At the end of the simulation we had debriefings, showers, etc. Television crews then arrived. I learned as I’ve learned several times since, that I’m terrible at saying anything the least bit intelligent in front of a camera. Although I thought that the experience was fascinating on many levels, I couldn’t bring myself to say that it was terrifying or ennobling in the way the reporters seemed to want. (It seemed crass to mention how pleased I was to learn that we were to be paid for four full days.)

In “Where is Everybody?” Mike Ferris was an astronaut in training confined to an isolation room for 20 days, not the 3 that we experienced. Researchers were assessing whether he could handle the psychological stress of a prolonged, solo trip to the Moon, whereas we were just college students there to test the equipment as much as ourselves. Ferris hallucinated a complete town, without any people, out of his sensory-deprived mind.
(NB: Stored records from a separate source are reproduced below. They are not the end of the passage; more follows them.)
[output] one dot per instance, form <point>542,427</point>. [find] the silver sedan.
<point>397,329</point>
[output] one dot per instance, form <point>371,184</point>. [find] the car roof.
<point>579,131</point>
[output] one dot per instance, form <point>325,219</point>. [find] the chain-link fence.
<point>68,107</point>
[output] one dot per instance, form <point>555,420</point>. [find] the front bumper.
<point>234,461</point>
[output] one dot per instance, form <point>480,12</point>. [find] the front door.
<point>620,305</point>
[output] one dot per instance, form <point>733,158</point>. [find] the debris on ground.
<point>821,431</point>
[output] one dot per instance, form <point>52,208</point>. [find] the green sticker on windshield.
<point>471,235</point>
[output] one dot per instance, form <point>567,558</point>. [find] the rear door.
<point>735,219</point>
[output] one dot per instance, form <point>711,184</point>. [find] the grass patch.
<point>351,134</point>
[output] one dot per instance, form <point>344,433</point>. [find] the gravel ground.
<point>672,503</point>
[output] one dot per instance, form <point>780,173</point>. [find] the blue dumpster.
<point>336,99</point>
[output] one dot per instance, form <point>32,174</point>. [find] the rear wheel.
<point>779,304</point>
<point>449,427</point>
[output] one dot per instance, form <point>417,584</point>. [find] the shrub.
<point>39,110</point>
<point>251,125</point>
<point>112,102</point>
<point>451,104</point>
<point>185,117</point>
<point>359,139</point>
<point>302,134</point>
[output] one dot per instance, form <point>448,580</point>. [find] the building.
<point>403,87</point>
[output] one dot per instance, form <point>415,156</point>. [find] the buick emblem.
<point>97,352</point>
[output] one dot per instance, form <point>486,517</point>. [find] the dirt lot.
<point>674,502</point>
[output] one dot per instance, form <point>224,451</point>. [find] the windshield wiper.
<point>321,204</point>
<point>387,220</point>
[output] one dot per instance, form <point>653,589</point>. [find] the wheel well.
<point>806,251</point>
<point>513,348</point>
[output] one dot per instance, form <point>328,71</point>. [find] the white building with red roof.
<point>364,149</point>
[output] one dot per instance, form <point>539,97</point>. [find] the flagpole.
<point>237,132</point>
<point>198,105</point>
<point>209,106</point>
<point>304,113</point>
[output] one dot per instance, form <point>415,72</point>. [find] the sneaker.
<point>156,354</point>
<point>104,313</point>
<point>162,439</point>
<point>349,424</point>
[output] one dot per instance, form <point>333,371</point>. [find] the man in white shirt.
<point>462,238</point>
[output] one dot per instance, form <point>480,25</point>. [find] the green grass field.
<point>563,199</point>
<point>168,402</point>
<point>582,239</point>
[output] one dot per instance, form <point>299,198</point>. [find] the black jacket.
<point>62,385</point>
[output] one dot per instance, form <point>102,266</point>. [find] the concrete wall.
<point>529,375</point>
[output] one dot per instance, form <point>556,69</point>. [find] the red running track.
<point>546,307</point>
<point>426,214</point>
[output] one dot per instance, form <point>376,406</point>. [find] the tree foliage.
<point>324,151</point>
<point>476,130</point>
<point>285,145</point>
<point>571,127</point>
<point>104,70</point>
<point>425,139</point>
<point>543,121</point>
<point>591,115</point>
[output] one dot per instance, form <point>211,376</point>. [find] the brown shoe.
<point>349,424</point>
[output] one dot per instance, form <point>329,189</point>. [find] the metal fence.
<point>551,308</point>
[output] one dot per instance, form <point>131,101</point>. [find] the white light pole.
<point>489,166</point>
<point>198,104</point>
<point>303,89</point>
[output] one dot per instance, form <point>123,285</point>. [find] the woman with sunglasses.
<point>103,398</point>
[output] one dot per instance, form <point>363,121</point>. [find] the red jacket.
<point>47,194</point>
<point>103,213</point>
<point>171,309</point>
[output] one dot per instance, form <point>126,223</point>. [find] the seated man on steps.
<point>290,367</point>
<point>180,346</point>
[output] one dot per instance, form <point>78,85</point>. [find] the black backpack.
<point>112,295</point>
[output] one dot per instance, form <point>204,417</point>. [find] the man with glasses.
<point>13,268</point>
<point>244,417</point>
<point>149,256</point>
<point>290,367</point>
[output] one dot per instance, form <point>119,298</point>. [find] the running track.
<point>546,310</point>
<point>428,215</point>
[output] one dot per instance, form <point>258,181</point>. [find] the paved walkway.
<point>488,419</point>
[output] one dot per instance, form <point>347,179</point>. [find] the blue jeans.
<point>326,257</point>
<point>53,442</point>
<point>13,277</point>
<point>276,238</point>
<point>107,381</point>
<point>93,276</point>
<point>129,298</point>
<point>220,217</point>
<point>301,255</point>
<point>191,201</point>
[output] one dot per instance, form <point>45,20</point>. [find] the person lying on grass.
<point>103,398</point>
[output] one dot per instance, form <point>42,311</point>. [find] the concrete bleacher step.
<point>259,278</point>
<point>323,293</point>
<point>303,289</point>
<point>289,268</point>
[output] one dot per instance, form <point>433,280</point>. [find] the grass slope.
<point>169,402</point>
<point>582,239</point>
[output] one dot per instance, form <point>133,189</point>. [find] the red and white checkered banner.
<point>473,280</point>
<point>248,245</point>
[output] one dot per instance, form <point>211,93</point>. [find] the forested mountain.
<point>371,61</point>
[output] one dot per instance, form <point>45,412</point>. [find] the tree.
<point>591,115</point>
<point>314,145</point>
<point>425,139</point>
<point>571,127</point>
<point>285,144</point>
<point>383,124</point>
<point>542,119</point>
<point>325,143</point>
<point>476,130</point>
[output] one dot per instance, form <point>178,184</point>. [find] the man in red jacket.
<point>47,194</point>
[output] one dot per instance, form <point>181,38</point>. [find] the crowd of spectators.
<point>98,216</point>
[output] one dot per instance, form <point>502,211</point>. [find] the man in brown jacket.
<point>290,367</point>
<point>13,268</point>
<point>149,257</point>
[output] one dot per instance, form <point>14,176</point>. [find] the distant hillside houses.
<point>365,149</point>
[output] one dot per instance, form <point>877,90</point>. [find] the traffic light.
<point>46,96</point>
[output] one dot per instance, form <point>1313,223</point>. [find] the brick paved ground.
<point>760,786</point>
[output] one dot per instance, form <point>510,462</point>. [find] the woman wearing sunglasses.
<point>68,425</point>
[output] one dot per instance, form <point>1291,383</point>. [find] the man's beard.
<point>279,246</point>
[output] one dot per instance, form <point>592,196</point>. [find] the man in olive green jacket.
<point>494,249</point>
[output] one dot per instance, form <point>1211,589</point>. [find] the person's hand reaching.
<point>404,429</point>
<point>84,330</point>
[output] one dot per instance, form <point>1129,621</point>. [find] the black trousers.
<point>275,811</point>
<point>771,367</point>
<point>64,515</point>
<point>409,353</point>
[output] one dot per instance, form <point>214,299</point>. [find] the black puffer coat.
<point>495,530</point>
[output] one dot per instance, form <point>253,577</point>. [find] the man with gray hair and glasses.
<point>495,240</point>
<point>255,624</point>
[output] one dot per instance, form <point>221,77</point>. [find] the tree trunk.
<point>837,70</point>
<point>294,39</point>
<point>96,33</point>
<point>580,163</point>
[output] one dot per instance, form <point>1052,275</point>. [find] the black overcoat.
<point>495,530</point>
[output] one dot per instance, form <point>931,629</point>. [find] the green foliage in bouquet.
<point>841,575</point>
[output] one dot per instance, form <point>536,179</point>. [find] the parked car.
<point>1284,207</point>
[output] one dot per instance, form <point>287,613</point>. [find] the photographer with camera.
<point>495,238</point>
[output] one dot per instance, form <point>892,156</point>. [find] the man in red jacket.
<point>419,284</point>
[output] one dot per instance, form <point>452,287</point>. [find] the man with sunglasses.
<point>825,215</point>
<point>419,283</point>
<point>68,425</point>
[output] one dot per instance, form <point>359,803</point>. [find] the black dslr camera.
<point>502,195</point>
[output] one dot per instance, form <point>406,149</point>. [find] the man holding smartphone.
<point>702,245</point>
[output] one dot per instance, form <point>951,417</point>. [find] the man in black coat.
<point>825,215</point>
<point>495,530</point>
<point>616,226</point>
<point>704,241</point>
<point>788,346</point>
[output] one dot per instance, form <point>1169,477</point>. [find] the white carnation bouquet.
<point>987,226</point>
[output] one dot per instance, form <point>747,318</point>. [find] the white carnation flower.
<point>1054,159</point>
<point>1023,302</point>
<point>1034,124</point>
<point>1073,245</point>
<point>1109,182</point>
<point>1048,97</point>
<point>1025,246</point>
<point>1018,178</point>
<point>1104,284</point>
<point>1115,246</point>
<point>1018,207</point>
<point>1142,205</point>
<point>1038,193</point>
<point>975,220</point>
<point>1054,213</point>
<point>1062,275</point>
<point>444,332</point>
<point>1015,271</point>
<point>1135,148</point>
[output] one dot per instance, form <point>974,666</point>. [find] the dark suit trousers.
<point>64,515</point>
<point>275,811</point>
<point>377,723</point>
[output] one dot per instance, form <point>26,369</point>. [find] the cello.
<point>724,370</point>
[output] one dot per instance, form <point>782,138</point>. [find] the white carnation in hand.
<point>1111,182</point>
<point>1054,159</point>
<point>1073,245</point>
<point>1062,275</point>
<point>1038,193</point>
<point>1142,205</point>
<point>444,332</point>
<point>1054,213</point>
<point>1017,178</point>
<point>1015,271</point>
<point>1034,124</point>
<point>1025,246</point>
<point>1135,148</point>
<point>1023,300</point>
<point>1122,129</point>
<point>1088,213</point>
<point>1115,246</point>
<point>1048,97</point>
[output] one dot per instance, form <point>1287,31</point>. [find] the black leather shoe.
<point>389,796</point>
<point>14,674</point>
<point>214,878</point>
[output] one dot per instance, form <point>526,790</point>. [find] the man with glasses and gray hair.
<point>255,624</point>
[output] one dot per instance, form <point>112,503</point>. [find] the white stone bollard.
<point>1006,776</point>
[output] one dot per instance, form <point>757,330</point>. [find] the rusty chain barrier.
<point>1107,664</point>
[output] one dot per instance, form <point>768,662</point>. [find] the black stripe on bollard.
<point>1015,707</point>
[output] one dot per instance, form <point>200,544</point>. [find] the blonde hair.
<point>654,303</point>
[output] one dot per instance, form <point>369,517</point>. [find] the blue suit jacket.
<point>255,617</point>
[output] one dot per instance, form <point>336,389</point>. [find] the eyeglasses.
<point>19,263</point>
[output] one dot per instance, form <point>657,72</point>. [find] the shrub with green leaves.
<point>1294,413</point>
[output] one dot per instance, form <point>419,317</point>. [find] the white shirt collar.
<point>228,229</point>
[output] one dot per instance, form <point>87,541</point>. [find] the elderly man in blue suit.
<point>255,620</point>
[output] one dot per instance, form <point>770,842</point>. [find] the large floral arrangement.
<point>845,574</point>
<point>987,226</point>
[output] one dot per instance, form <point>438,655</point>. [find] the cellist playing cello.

We weren’t privileged to such elaborate images, but each of us had unusual dreams and changed in the short course of the experience.

For Ferris, space travel meant being alone. As a result of just a simulation, his mind spun a fantastic reality in which all other people had ceased to exist.

The overall effect of my simulation experience was the opposite. Every aspect of my body was monitored 24 hours a day. When I deviated on the routine tasks, alarms would go off. The presence of my co-volunteers was inescapable, instilling another kind of madness, and a desire to be away from them at all costs. Even emerging from the capsule, I was confronted by a team of researchers, reporters, and television cameras. For me, the “everybody” was everywhere. I longed for nobody, and wondered where it could be found.